Lens wise--it seems to me that there's too much worry about what the camera company might do; I say just BUY a whole kit,*from ANY brand*, and use it, and stop worrying what the company might or might not do. Lenses last for 15,20 years most of the time. I have 15+ year-old Nikon AF lenses now...still working...I suspect the better lenses from Sony will last as long, and the best-quality Sony/Zeiss lenses ought to last 20+ years. I think you need to worry less about the camera-maker, and more about what you can buy right now, and let the future take care of itself. It's easy to get wrapped up in analysis: paralysis by over-analysis. Might be time to stop the marginal utility analysis/rational consumer behavior and just buy a kit and start enjoying it.
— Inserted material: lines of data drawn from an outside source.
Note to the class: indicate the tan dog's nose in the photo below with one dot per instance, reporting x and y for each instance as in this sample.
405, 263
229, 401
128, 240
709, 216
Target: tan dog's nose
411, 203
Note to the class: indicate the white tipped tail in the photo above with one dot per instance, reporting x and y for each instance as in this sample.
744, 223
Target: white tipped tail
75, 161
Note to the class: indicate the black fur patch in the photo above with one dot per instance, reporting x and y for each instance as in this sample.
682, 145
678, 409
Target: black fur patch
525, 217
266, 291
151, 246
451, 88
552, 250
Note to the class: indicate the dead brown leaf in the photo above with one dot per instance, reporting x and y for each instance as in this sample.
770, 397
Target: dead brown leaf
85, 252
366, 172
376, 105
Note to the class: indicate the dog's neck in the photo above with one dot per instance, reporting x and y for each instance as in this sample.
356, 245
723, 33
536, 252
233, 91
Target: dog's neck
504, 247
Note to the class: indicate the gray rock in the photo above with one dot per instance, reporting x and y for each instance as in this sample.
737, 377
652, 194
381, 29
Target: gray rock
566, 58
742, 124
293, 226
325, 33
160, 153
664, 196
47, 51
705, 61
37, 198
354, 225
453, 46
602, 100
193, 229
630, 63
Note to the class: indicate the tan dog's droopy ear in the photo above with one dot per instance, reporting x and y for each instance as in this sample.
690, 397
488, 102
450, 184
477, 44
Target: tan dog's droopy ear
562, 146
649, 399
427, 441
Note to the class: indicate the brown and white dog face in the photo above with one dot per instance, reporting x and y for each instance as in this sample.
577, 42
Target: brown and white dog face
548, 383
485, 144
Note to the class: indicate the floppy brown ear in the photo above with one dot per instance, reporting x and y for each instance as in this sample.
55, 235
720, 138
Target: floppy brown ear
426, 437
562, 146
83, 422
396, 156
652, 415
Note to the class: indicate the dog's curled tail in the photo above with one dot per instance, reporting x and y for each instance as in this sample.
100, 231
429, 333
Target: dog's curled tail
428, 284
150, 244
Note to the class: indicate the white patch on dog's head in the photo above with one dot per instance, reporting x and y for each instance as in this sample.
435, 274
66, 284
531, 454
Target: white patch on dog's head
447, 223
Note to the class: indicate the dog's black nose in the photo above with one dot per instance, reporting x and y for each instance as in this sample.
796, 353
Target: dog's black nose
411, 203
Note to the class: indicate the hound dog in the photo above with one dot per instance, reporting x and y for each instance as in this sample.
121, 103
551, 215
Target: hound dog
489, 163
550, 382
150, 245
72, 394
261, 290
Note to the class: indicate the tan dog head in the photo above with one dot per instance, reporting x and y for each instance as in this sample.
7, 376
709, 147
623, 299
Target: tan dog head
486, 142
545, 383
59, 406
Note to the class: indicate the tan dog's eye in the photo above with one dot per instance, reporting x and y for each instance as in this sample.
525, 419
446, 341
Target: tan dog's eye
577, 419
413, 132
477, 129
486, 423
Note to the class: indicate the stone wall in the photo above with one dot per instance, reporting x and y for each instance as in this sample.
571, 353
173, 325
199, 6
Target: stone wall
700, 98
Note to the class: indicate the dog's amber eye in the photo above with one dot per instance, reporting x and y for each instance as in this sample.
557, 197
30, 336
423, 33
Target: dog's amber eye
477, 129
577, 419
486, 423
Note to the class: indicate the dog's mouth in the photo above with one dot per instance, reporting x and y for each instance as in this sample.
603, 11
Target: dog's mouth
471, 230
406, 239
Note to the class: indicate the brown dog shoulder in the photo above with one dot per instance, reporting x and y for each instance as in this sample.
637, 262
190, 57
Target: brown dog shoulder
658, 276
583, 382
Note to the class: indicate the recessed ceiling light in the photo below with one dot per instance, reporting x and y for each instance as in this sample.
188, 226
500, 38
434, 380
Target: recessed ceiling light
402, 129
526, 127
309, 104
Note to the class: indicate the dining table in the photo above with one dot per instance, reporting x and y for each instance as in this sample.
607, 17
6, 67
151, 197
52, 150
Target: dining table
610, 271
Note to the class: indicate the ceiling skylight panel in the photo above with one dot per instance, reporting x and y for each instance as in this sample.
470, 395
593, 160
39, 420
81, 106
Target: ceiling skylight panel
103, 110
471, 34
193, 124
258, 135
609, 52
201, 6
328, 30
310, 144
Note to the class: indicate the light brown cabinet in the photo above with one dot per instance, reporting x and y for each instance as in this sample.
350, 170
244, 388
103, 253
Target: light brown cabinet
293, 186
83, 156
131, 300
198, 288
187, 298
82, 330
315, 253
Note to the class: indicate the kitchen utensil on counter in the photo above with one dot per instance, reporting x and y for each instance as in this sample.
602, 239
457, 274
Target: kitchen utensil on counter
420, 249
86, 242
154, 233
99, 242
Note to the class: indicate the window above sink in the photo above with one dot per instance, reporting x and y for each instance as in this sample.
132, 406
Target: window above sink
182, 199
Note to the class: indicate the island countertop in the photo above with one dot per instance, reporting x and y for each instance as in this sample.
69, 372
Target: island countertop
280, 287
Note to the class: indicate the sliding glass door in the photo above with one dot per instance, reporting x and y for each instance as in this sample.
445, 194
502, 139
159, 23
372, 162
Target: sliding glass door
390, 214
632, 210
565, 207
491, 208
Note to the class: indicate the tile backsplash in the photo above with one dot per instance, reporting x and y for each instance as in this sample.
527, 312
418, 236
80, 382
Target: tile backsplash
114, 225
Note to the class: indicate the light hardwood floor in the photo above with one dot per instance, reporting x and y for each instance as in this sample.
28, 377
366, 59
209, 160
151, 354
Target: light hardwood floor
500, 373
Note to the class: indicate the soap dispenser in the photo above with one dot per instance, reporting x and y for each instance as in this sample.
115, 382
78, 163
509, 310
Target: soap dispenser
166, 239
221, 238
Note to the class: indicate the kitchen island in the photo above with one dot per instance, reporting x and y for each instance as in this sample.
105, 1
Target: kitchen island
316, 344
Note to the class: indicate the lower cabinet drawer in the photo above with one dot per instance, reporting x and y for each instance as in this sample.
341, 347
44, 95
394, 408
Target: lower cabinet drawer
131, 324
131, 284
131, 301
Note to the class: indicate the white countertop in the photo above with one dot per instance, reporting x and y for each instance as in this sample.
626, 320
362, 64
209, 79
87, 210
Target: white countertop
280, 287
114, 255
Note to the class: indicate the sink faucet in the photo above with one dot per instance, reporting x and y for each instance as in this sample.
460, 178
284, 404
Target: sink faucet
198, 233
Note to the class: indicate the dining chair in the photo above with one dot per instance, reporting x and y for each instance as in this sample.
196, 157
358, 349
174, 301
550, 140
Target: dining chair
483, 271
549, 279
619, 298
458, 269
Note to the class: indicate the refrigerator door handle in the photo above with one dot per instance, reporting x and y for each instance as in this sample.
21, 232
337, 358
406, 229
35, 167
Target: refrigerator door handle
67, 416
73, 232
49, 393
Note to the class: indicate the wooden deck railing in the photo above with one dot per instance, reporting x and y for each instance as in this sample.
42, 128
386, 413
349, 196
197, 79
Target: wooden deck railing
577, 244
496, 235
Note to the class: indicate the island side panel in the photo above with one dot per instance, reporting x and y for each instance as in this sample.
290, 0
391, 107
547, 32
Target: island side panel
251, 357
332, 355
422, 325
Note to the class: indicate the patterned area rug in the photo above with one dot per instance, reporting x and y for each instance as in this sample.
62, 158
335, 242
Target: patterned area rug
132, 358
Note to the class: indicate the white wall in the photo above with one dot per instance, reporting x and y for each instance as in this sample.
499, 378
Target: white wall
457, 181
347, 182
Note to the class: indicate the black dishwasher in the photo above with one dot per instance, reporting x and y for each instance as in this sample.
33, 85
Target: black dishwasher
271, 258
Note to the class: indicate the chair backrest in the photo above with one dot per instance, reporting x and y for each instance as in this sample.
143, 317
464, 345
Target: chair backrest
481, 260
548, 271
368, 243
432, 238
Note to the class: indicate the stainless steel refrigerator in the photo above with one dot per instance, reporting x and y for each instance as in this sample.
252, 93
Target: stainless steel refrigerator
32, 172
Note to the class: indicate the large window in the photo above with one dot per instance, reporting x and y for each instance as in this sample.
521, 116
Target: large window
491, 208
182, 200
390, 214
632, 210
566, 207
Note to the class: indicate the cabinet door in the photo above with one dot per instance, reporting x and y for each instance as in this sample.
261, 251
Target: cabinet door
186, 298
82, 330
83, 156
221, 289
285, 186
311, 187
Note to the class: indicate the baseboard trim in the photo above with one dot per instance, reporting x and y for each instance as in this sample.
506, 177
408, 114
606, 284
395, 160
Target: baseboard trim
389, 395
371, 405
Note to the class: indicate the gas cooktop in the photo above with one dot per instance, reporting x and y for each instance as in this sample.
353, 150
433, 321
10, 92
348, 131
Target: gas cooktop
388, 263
Best of luck to you!


----------



## PropilotBW (Aug 17, 2015)

Great post^^^


----------



## beagle100 (Aug 17, 2015)

yes, don't worry be happy

I use both DSLR and mirrorless




Untitled by c w, on Flickr


----------



## thereyougo! (Aug 21, 2015)

Digital photography is great.  It enables you to see what you are shooting, but there are downsides.  I think that discussion so often get down to specifications.  There is a regular poster on another forum, who has been posting for two years saying he wants to get a camera to shoot landscapes.  He has posted 4,000 posts on the forum, not an image in all of those (which is of course his prerogative).  The closest he gets to posting an image are resolution charts and other technical charts.  He has spent so long dithering about the theoretical possibilities that he's lost the plot entirely on what photography is meant to be about.  

Go to some stores try out some cameras and see which one suits you best, in usability and in rendition.  Take an sd card with you, and take the images home and see which suits your style most.  To an extent, most digital images can be manipulated to create certain looks but individual makes sometimes have particular looks.  Don't look at charts, look at images you take and process.  

Different formats have different trade offs.  Generally APS-C has more flexibility than M3/4 but see what suits you.  It's no good picking one system then leaving it at home most of the time.  Pick something you will definitely shoot with...


----------



## Solarflare (Aug 26, 2015)

Hrr, hrr. Predictions are hard ... especially about the future. I honestly dont know whats coming. Will DSLRs die ? The doomsayers have so far been proven drastically wrong. Olympus said a while ago they could switch to full frame in the future because at least back then, MFT wasnt profitable for them. So will MFT go on ? I dont know.

MFT is 13x17.33mm, APS-C is ~24x16mm, Full Frame is ~36x24mm. Obviously theres no point in owning both MFT and APS-C as mirrorless. The sensor size difference is just not big enough.

Personally I would drop the Sony E (APS-C) system because it is STILL poorly supported by Sony, despite being on the market since about half a decade now. The lens selection is simply awful, both few options and those that exist are either costy or of really poor quality or quite often even both. The test site LenScore for example keeps Sony E glas very consistently at the end of their performance charts.

The system I'm using right now is Nikon F (full frame) - and if I had to choose a system right now, thats what I would pick again, because of best performance, no real weakness, very good lens selection with only few stinkers. But Nikon F (APS-C) is already suffering from a quite less than satisfying lens selection, but then again they have some really good glas really cheap (18-105mm f3.5-5.6 kit lens, 35mm f1.8 bright prime, 55-200mm f4.5-5.6 telephoto zoom)

The other systems I personally would consider would be Canon EOS (full frame; APS-C suffers from the same issues as Nikon, though they have a very important affordable 10-18mm wide angle option as well), Fuji X, and finally MFT. Sony FE (i.e. full frame Sony E, currently only the A7* cameras) might join this club at a later point; right now there are still to many issues on secondary categories.

In your shoes (lack of money) I would keep the MFT system. MFTs advantage is the great cameras and the very high quality lenses for it. Also these lenses are often surprisingly affordable


----------